Following in the footsteps of the FED and the UK, Australia has announced no rate cuts yet.
Are central banks being overly cautious out of fear of a recession, and how long must consumers struggle? Will a much-needed rate cut push inflation back into the danger zone?
Some even predict that prolonged interest rate freezes could weaken the economy. Central banks are keeping interest rates at a 19-year high, and consumers are suffering, comments Nigel Green, CEO of international deVere financial advisory. He goes on to say that the central banks’ indecision is unwarranted and that interest rates need to be cut now to ease the burden of consumers riddled with mortgages and other debt like credit cards.

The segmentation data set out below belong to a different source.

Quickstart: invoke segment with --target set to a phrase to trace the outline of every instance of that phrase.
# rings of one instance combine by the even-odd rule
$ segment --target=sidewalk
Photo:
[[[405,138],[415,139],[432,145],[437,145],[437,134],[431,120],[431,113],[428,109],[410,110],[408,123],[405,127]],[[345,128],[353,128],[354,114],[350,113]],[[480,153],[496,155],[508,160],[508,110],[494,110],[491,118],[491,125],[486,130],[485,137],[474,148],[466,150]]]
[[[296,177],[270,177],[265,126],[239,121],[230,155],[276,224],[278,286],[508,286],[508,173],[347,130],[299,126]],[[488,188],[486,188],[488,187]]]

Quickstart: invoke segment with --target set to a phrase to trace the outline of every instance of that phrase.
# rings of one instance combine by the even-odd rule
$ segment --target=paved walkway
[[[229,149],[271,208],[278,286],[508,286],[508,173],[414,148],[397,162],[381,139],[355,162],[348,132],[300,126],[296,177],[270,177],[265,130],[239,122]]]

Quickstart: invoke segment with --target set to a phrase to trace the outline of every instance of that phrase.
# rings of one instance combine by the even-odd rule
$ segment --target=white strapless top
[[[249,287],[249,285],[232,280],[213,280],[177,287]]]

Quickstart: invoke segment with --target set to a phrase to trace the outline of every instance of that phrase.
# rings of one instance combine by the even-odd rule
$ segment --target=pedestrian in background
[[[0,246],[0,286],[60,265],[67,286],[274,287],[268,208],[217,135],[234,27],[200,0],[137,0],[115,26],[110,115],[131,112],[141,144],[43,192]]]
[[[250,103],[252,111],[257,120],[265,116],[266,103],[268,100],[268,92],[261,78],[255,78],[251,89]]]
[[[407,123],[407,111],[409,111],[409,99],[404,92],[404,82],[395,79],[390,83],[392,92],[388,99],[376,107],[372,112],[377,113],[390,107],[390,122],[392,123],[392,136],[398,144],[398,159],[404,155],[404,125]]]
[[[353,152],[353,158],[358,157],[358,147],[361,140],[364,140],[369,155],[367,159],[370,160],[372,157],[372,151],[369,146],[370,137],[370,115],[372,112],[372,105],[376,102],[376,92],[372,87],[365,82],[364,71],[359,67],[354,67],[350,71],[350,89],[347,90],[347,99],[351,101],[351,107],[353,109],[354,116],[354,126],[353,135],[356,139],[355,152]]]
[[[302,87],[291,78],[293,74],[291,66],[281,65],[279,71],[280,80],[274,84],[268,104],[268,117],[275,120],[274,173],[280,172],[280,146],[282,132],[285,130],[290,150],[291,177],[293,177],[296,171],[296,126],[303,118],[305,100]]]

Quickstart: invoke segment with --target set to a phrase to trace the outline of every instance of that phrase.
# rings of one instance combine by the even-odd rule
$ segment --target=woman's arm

There seems to be an expectation that inflation will drop to what it was five years ago, but realistically, that might not be possible due to deglobalisation. Historically, deglobalisation has caused high inflation as countries have decreased international trade.
Higher inflation seems to be the norm for now, and consumers must tighten their belts a little longer.
This still offers investors opportunities to take advantage of lower stock prices and ensure portfolio diversification.